Apenas na semana passada, o Guarani viu três atletas do elenco se despedirem e diminuírem as opções do técnico Umberto Louzer. É bem verdade que a única perda sentida foi a do lateral-direito Lenon, titular absoluto da equipe, enquanto Pedro Bortoluzo jogou pouco e depois ficou sem espaço, e Rafael Franco sequer chegou a ser relacionado. O risco de novas saídas, no entanto, existe, como admitido pelo próprio treinador, e a necessidade de busca por reforços aumenta, mas o clube age com cautela à espera de definições.

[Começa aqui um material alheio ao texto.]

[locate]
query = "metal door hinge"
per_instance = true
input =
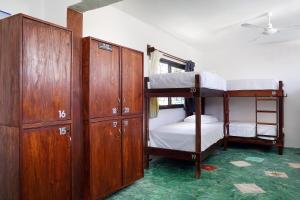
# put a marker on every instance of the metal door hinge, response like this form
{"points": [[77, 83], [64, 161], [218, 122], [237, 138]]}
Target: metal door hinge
{"points": [[126, 110], [114, 110], [125, 122], [115, 124], [194, 156], [105, 46], [62, 114]]}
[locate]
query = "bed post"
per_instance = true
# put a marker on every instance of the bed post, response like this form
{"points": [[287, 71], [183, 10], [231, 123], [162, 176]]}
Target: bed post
{"points": [[198, 125], [226, 118], [146, 124], [280, 141]]}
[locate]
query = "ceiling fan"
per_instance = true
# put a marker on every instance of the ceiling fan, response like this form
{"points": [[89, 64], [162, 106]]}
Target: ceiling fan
{"points": [[269, 29]]}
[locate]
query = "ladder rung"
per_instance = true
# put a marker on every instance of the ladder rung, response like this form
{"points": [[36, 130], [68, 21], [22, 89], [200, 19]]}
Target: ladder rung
{"points": [[266, 99], [266, 123], [267, 111]]}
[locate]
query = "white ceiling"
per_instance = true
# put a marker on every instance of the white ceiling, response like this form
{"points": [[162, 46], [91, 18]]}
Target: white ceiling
{"points": [[203, 22]]}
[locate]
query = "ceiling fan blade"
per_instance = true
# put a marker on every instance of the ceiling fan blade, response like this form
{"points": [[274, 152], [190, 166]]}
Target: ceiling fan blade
{"points": [[290, 27], [255, 39], [251, 26]]}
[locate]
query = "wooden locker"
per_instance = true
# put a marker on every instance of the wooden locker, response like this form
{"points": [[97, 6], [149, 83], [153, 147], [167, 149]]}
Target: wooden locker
{"points": [[112, 80], [46, 73], [101, 78], [132, 149], [45, 166], [105, 172], [132, 82], [35, 101]]}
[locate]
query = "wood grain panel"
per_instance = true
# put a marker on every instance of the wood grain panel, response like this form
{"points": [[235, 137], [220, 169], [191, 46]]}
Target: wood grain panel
{"points": [[103, 81], [132, 81], [132, 150], [10, 55], [9, 164], [75, 24], [46, 72], [105, 155], [46, 164]]}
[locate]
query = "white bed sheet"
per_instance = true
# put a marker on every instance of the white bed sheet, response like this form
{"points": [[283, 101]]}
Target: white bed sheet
{"points": [[245, 129], [181, 136], [187, 80], [252, 84]]}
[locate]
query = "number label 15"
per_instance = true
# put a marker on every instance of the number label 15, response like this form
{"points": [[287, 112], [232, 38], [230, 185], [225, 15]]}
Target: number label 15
{"points": [[62, 114]]}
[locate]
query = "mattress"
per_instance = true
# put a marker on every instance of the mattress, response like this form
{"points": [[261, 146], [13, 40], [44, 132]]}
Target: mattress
{"points": [[181, 136], [187, 80], [243, 129], [252, 84]]}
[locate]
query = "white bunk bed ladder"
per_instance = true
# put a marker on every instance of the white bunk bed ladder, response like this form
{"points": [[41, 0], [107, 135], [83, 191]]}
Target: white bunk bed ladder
{"points": [[275, 112]]}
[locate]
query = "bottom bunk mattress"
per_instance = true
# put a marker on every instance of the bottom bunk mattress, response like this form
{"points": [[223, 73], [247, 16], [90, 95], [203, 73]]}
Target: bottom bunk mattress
{"points": [[181, 136], [244, 129]]}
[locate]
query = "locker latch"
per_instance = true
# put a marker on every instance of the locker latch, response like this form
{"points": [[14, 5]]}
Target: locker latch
{"points": [[115, 124], [63, 131], [114, 110], [126, 110], [105, 46]]}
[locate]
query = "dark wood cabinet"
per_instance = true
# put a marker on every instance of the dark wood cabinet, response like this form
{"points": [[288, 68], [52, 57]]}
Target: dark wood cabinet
{"points": [[132, 149], [113, 116], [45, 166], [132, 82], [105, 153], [46, 73], [104, 79], [35, 105]]}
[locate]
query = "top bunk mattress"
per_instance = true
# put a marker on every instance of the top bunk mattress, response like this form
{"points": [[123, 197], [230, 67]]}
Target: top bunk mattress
{"points": [[252, 84], [187, 80]]}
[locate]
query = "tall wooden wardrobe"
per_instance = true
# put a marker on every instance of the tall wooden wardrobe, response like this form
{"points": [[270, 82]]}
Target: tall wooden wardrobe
{"points": [[113, 116], [35, 110]]}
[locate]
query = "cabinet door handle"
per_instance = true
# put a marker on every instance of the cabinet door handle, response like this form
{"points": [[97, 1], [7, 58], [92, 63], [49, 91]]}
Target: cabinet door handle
{"points": [[115, 111], [62, 114], [125, 123], [126, 110], [114, 124]]}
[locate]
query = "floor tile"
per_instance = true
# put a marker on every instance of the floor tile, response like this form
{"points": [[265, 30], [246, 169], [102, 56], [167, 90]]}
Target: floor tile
{"points": [[255, 159], [276, 174], [240, 163], [249, 188], [295, 165]]}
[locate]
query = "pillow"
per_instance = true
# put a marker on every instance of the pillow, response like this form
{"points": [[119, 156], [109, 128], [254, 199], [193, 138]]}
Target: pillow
{"points": [[205, 119]]}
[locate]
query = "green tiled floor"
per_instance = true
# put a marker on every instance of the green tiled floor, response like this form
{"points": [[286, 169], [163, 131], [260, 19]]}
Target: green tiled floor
{"points": [[170, 179]]}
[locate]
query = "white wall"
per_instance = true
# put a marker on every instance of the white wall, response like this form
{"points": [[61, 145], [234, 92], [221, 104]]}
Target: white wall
{"points": [[33, 8], [113, 25], [237, 60]]}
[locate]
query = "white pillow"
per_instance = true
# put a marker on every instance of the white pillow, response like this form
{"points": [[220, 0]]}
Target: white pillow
{"points": [[205, 119]]}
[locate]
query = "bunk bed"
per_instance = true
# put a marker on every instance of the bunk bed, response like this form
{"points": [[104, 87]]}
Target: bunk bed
{"points": [[258, 132], [188, 85]]}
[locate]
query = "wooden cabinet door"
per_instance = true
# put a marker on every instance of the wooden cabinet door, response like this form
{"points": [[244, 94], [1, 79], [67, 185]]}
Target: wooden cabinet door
{"points": [[46, 72], [105, 158], [46, 164], [132, 82], [104, 81], [132, 150]]}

A carência mais escancarada acabou se tornando a lateral-direita. As únicas alternativas à disposição atualmente são Kevin, que está no clube desde o ano passado e ainda não foi capaz de convencer e Bruno Souza, jogador que ainda não atuou nenhuma vez na temporada. A prioridade é trazer um atleta mais experiente e que venha para chegar e já poder jogar.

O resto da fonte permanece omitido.